# RAMMSTEIN - Sänger Lindemann: Besser Angeln als zum Therapeuten



## Thomas9904 (10. Oktober 2017)

Redaktionell







*RAMMSTEIN - Sänger Lindemann: 
Besser Angeln als zum Therapeuten​*
Kommentar

In den Kieler Nachrichten wird Sänger Till Lindemann von Rammstein zitiert und mir richtig sympathisch.

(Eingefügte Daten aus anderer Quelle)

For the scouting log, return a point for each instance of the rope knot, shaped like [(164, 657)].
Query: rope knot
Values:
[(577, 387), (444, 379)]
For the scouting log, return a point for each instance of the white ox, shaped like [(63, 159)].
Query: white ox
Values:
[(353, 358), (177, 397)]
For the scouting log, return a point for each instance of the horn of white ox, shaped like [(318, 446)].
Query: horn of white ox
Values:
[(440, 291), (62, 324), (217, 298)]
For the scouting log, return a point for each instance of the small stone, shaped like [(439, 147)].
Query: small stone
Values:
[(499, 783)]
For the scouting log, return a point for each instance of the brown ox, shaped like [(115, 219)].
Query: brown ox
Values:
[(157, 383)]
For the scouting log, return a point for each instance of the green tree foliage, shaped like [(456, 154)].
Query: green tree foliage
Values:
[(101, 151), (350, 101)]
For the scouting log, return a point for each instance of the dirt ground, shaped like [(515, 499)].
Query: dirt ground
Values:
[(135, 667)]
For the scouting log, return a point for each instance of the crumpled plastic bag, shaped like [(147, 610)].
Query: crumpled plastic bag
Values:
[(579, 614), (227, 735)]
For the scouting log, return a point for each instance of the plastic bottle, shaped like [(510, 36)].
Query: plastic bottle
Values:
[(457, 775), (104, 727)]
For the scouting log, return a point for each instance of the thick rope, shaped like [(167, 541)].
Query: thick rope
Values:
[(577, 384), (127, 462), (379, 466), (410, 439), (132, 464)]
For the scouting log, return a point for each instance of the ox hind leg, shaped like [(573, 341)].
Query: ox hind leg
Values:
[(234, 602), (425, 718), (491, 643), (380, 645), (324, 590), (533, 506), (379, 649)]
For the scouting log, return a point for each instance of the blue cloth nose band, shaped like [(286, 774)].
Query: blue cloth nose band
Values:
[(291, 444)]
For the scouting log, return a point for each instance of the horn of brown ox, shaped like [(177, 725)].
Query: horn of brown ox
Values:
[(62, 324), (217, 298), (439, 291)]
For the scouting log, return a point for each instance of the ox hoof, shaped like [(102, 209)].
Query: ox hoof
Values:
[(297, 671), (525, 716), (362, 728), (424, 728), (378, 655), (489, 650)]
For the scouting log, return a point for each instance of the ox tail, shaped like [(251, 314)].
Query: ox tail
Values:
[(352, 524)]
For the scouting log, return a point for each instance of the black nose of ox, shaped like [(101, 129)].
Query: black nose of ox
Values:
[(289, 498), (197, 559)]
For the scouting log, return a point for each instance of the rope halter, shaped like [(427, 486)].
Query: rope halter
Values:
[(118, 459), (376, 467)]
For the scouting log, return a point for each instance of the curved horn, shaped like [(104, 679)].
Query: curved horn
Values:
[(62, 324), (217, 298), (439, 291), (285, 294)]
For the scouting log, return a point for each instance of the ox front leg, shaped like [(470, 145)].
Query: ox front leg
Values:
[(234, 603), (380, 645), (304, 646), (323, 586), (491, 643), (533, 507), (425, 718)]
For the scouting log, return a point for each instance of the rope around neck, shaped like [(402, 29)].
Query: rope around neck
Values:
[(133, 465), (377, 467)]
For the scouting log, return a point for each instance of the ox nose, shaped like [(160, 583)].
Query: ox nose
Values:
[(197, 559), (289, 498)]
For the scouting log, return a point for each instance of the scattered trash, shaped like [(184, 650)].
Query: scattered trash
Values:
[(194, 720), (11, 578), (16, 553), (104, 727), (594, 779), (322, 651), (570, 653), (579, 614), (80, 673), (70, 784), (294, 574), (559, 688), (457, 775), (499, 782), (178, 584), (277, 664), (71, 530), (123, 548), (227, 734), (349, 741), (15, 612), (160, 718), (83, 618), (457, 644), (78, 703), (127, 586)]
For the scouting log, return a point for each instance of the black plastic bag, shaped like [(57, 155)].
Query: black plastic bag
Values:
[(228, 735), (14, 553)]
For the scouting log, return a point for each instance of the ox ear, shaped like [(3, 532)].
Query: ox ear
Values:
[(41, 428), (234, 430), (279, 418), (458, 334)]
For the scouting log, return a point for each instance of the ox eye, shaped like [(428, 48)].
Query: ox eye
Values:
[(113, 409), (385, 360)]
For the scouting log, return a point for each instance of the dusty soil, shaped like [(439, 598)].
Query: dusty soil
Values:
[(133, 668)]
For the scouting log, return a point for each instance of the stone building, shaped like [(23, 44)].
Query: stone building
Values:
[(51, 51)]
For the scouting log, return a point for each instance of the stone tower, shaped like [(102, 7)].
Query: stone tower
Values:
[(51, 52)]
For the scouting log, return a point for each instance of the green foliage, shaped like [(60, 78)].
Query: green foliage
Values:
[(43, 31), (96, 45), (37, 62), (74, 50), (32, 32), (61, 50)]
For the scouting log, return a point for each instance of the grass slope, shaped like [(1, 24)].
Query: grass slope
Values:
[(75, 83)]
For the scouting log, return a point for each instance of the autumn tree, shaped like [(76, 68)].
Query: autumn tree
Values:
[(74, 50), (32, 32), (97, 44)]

Auch wenn mein Musikgeschmack etwas traditioneller als es die Mucke von Rammstein ist:
http://www.kn-online.de/News/Aus-de...richt-lieber-mit-sich-als-mit-dem-Therapeuten

Sein dortiges Statement kann ich aber für mich persönlich auch nur unterschreiben (ohne zu vernachlässigen, dass es Probleme gibt, bei denen medizinische oder therapeutische Hilfe absolut notwendig ist, für die Haare- in-der-Suppe-Sucher):


> _Rammstein-Sänger Till Lindemann redet gern mit Till Lindemann. Seine Selbstgespräche beim Angeln ziehe er dem Besuch eines Therapeuten vor. „Ich glaube ganz fest daran, dass man sich selber therapieren kann“, sagte der 54-Jährige jetzt dem Magazin „Playboy“. Er finde am besten zu sich selbst, „wenn ich mir ein Weinchen aufmache, jage und angle“. Therapeuten-Besuche seien „oft rausgeschmissenes Geld für Luxusprobleme“. „Ich habe noch niemanden erlebt, dem es dadurch bessergegangen ist“, sagte Lindemann._



Auch Rapper und Angler Marteria verdankte dem Angeln laut seiner Aussage die Rettung, wie wir schon berichteten:
Angeln war seine Rettung - Rapper Marteria im Interview

Nun sind Rapper wie Hard/Heavy-Rocker vielleicht nicht unbedingt Schwiegermamis Lieblinge oder das seriöse Vorbild für den bürokrateutonischen Spießbürger, das gebe ich gerne zu.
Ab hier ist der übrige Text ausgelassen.